Directors of children’s services (DCSs) continue to call for children, young people and families to be at the heart of national recovery plans, and the Prime Minister has committed to tackling the country’s ‘great unresolved challenges’ as part of the recovery phase. There are so many challenges ahead, but acting on the wider societal conditions to prevent future misery, harm and costs down the line feels more important than ever.

It’s been hard to successfully make the business case for renewed investment in early intervention with the Treasury to date, but the events of 2020 will hopefully have fostered a new appreciation of the value of early help and support as well as prevention. As EIF has rightly pointed out in the past, the benefits are much wider than short-term cashable savings: acting early on childhood problems doesn’t only help the individual, it contributes to healthier, happier and more productive communities too.

Renewed investment in this area was one of our top priorities in ADCS’s submission to the now delayed three-year spending review. In it, we also began to sketch out how existing local authority funding could be reconfigured to better effect. There are broader opportunities that don’t simply involve someone else picking up the bill to keep things the way they have always been. Greater flexibilities to join up all available public funding in a locality, for example, would reduce duplication and help deliver the outcomes we’re all working towards. After a decade of austerity, it’s clear we can’t carry on as we are: we can’t tip the balance without bringing together our combined expertise, capacity, ambition and resource.

The Troubled Families programme underpins our family support infrastructure, and while DCSs warmly welcomed the recent extension of funding for the scheme for 2021/22, we desperately need longer-term solutions.
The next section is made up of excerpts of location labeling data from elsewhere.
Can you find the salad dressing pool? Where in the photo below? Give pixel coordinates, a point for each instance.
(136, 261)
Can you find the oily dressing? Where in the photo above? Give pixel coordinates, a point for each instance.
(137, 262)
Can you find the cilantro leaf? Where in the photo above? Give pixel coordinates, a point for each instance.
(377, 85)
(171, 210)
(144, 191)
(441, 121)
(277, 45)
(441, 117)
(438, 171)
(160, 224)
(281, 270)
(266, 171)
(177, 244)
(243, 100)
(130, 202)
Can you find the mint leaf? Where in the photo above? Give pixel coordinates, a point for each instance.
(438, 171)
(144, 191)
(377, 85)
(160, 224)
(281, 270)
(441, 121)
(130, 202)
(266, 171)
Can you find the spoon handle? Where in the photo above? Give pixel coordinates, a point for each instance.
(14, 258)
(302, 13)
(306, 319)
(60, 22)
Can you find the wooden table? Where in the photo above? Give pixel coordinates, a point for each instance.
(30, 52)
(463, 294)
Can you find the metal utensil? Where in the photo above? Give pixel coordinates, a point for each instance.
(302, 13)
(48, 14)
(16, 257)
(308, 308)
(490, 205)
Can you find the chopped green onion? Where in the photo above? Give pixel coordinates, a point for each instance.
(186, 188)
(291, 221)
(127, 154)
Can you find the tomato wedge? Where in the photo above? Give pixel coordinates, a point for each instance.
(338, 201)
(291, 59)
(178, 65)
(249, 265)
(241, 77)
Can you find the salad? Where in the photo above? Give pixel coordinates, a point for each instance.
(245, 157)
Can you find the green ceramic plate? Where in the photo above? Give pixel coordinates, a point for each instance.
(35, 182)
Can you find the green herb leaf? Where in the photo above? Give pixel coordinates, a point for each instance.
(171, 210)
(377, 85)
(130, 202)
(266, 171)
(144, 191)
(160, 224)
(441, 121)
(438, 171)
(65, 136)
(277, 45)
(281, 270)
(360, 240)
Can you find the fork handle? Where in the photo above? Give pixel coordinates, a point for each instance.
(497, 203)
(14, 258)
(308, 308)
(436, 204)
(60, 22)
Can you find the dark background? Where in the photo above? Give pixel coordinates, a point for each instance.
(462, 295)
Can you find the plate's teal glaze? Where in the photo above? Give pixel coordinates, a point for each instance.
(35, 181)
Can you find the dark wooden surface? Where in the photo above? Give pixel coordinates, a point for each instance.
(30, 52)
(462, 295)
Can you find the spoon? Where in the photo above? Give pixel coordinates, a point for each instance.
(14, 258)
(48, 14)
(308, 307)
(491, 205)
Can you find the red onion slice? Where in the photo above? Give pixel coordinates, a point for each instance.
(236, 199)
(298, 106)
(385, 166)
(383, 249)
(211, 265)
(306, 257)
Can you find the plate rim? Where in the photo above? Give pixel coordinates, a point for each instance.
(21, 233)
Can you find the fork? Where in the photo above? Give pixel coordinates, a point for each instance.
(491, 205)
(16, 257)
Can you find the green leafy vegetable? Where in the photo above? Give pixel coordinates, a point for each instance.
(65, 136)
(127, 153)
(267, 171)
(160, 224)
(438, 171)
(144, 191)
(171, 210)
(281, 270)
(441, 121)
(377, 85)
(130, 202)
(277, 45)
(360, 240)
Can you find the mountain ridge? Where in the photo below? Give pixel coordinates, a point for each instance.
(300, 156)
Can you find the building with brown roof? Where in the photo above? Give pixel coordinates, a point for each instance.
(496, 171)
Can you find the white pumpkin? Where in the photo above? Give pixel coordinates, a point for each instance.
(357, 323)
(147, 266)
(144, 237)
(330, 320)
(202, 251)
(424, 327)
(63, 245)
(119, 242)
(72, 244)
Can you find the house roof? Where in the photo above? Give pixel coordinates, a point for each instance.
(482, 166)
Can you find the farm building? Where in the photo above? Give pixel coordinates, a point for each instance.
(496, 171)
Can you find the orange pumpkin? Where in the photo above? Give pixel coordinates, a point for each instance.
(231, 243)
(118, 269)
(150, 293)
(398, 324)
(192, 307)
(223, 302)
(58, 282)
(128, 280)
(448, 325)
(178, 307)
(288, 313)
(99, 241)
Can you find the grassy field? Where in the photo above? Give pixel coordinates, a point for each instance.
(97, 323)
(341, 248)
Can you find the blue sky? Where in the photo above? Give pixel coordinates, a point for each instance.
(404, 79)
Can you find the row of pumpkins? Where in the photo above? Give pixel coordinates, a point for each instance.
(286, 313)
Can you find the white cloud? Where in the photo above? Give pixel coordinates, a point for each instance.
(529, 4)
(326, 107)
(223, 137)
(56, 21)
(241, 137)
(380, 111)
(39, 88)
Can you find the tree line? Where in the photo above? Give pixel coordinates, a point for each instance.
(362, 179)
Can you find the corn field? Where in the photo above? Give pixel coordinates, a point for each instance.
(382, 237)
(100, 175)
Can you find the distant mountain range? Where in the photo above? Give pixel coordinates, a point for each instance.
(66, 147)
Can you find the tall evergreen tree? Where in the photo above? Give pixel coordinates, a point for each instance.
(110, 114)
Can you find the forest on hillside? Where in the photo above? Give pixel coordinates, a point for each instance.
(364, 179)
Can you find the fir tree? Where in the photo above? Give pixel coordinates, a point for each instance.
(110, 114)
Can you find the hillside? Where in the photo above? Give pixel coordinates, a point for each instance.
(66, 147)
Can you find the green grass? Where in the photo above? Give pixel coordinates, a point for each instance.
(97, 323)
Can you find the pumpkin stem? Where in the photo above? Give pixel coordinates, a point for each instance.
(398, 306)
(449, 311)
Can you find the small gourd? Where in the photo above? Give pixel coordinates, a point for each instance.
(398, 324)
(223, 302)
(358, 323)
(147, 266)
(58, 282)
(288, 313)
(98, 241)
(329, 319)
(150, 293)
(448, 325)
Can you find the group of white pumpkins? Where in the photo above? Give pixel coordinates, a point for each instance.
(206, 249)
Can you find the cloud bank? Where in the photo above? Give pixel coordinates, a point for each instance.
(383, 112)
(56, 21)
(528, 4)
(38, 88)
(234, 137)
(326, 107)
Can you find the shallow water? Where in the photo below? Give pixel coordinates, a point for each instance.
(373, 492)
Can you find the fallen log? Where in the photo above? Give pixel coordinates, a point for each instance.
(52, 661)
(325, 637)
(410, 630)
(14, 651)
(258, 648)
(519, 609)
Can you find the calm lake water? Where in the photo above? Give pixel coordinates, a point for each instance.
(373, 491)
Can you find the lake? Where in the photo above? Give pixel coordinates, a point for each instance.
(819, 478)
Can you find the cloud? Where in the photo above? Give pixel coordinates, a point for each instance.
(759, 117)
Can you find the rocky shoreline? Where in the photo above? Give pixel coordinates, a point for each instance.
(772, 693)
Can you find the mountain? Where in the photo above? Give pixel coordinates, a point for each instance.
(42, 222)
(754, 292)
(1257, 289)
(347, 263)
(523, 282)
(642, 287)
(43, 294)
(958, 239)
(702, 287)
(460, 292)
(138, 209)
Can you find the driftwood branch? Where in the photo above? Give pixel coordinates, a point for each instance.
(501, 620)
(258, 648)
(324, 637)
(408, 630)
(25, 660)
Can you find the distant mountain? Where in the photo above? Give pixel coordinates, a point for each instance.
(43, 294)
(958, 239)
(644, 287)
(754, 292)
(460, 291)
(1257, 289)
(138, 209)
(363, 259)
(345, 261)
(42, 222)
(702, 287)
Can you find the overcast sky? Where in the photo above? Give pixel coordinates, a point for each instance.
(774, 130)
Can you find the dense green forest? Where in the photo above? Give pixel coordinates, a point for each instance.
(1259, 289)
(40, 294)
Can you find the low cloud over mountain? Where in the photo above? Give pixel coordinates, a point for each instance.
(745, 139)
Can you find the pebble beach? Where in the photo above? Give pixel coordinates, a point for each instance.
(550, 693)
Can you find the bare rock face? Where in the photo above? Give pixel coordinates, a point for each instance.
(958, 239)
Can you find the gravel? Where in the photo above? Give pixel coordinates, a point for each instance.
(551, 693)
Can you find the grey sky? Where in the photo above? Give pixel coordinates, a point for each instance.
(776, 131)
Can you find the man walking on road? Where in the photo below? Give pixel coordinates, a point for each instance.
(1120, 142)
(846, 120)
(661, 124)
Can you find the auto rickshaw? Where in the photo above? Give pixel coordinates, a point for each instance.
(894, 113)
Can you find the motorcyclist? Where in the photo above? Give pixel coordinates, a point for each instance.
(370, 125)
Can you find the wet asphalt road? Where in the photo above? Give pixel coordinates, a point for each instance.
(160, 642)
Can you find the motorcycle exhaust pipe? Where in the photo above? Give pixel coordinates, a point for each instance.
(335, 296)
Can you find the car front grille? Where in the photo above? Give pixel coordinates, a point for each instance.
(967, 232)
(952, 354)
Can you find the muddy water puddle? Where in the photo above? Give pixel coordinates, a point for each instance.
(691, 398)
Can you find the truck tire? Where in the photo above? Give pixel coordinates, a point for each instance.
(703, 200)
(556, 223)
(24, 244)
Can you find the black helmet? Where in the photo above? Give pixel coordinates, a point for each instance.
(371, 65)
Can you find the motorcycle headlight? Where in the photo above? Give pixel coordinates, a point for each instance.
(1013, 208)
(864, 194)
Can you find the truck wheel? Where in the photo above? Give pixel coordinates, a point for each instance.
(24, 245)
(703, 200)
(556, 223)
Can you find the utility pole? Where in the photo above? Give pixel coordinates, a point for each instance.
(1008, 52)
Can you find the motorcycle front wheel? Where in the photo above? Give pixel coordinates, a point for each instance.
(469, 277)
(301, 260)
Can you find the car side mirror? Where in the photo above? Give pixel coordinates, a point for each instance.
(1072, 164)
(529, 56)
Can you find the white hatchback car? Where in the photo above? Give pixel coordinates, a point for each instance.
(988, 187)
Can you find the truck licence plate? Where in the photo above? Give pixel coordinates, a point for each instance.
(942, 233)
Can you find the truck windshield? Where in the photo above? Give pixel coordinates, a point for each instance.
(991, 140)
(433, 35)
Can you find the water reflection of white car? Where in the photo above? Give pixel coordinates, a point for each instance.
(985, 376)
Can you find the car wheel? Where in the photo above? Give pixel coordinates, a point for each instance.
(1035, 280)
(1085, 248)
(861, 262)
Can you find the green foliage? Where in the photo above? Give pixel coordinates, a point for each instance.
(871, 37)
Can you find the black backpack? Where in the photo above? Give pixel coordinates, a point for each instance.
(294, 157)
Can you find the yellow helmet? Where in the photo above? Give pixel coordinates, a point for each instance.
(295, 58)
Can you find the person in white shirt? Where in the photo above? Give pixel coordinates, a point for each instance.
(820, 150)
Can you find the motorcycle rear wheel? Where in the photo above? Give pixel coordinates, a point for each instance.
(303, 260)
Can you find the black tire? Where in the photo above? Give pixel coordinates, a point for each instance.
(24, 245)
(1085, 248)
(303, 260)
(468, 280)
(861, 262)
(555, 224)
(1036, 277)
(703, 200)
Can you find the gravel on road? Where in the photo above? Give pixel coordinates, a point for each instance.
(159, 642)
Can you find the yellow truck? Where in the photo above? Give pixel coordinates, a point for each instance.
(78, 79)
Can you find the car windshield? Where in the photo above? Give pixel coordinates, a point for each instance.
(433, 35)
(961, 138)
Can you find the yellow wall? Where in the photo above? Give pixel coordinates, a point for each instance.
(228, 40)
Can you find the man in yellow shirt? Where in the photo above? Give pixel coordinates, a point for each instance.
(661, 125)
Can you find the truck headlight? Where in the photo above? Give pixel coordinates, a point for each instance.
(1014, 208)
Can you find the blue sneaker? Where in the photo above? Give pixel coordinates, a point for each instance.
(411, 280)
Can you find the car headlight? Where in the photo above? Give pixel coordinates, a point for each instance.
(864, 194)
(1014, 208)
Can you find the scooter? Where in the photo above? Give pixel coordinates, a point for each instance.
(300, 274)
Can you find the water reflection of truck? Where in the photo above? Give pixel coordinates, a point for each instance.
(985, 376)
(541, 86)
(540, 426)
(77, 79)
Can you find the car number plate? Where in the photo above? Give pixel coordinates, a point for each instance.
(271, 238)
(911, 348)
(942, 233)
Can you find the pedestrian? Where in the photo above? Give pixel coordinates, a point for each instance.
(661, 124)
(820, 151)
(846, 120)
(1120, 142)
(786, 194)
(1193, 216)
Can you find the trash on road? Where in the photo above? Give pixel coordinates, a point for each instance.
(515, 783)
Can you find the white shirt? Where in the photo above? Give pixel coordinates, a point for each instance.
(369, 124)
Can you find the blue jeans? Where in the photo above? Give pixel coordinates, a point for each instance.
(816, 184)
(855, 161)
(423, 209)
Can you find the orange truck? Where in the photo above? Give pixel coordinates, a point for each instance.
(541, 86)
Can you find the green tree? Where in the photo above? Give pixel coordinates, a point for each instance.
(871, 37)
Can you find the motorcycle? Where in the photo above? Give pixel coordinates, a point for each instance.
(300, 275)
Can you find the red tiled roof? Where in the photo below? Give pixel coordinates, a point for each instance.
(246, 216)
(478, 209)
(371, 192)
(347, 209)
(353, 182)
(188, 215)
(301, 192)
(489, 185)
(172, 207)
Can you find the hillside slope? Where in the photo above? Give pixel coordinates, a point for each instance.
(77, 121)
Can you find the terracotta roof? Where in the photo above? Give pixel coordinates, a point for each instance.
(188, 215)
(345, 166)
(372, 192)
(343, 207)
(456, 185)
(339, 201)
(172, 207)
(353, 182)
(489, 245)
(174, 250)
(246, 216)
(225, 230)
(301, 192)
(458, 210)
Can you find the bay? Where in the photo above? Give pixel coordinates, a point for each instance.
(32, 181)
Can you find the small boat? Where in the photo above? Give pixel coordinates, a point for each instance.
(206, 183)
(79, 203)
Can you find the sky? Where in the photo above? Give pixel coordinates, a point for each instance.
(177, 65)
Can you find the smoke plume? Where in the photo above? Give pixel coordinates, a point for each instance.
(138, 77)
If the next iteration of the programme was mainstreamed instead of remaining as a standalone initiative, this could make the funding go further, helping us reach out earlier, draw in our partners and improve outcomes for children and families via a comprehensive, all-ages multi-agency prevention strategy. The contribution schools, early years and further education settings can make should not be underestimated. In fact, the value of this join-up between education and social care to have ‘eyes on’ vulnerable and disadvantaged children has been clearly illustrated during the pandemic.

To say the last nine months have been difficult is an understatement. There have been many challenges and more remain. However, opportunities for fundamental and lasting change are there for the taking: let’s make sure we reach out and grab them with both hands. The children and families we work with can’t afford for us not to.